Recession and Restoration

The ice age receded, across a span of 10,000 years, with a succession of geologic spasms like the Kankakee torrent. The recolonization of that evacuated landscape by life took several millennia, and after the climatic maximum of the Hypsithermal, humanity helped stabilize its dimensions and the resulting pastiche of prairie and savanna by regular firing.

The iron age ended with the bleeding soils from a thousand cuts and with a slow smothering beneath a blanket of domesticated flora. Its regeneration will take centuries, if not longer, quarter section by quarter section, township by township, and it will act out against a fast-morphing climate, likely the byproduct of an industrial burning run amok. But it will happen at the hands of a humanity wielding fire.

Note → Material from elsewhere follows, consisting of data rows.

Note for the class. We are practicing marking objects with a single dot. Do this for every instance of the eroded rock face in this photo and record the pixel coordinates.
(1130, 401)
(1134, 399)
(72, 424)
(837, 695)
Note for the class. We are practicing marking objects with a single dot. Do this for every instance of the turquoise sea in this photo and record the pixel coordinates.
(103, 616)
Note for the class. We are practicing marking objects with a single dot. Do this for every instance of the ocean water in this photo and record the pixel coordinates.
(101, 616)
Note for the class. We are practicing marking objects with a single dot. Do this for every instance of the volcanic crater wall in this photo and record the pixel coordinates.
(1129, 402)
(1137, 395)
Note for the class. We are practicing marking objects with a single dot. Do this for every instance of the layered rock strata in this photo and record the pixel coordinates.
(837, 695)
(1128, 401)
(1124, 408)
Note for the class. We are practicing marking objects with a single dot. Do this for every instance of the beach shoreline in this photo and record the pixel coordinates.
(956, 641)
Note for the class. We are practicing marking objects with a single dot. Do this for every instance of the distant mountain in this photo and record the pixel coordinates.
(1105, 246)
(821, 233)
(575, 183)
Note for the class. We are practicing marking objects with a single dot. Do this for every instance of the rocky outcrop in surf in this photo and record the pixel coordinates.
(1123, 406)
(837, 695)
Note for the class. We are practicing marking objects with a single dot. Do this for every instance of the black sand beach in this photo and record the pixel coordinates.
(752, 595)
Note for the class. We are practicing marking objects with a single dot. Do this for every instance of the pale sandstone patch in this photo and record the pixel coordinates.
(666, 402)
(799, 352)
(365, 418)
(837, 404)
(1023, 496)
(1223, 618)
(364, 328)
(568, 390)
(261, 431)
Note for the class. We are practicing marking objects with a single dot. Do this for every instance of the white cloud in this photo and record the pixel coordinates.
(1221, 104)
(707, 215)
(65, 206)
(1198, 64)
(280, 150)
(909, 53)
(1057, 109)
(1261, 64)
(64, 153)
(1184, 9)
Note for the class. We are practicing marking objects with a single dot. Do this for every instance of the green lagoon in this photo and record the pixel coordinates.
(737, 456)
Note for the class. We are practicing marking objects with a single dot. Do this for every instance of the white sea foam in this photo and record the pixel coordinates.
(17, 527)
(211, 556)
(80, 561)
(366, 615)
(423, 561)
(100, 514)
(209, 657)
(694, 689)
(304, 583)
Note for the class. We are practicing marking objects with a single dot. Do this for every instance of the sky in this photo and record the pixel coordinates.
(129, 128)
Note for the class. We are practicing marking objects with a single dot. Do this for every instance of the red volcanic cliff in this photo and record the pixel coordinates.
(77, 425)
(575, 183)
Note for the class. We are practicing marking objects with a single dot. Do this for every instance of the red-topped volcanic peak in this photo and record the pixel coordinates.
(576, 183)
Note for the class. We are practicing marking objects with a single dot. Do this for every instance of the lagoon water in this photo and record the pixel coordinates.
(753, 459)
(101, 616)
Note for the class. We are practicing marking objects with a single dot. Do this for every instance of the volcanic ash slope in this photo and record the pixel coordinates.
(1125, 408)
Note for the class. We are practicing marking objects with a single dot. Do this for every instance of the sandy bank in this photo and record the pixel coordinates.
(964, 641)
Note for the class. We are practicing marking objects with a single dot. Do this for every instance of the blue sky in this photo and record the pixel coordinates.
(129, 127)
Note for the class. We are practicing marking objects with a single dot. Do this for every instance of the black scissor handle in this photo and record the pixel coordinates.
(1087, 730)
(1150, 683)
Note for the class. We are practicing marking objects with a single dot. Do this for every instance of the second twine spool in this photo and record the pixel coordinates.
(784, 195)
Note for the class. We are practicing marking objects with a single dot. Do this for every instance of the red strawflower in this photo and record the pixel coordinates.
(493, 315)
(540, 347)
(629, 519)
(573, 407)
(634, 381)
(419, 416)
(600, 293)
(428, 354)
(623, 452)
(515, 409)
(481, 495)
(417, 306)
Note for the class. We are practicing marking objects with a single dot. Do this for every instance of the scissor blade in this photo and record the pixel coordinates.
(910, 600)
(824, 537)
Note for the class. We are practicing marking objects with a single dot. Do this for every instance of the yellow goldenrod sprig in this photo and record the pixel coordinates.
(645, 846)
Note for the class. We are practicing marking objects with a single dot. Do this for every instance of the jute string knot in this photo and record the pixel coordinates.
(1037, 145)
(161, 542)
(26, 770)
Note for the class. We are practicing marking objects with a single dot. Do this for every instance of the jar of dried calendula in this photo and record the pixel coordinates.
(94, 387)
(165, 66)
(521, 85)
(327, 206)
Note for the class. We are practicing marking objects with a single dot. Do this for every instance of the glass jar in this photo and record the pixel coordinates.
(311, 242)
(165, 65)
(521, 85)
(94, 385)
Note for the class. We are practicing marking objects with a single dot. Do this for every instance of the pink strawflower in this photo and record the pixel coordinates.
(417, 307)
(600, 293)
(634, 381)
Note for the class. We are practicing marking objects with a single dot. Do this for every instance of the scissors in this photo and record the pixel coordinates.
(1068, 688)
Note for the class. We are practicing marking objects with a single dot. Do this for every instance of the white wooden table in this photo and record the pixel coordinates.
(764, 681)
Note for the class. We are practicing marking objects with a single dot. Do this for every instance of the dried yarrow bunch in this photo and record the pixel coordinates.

This is not the kind of creation story or heroic narrative that American environmentalism has traditionally thrived on. But it is what must happen if nature’s economy is to continue to produce the goods and services we want. It’s a story in which the Hippocratic injunction to first do no harm means you will harm if you don’t first do. And it’s a story in which the people who want prairie must also become a people who want fire.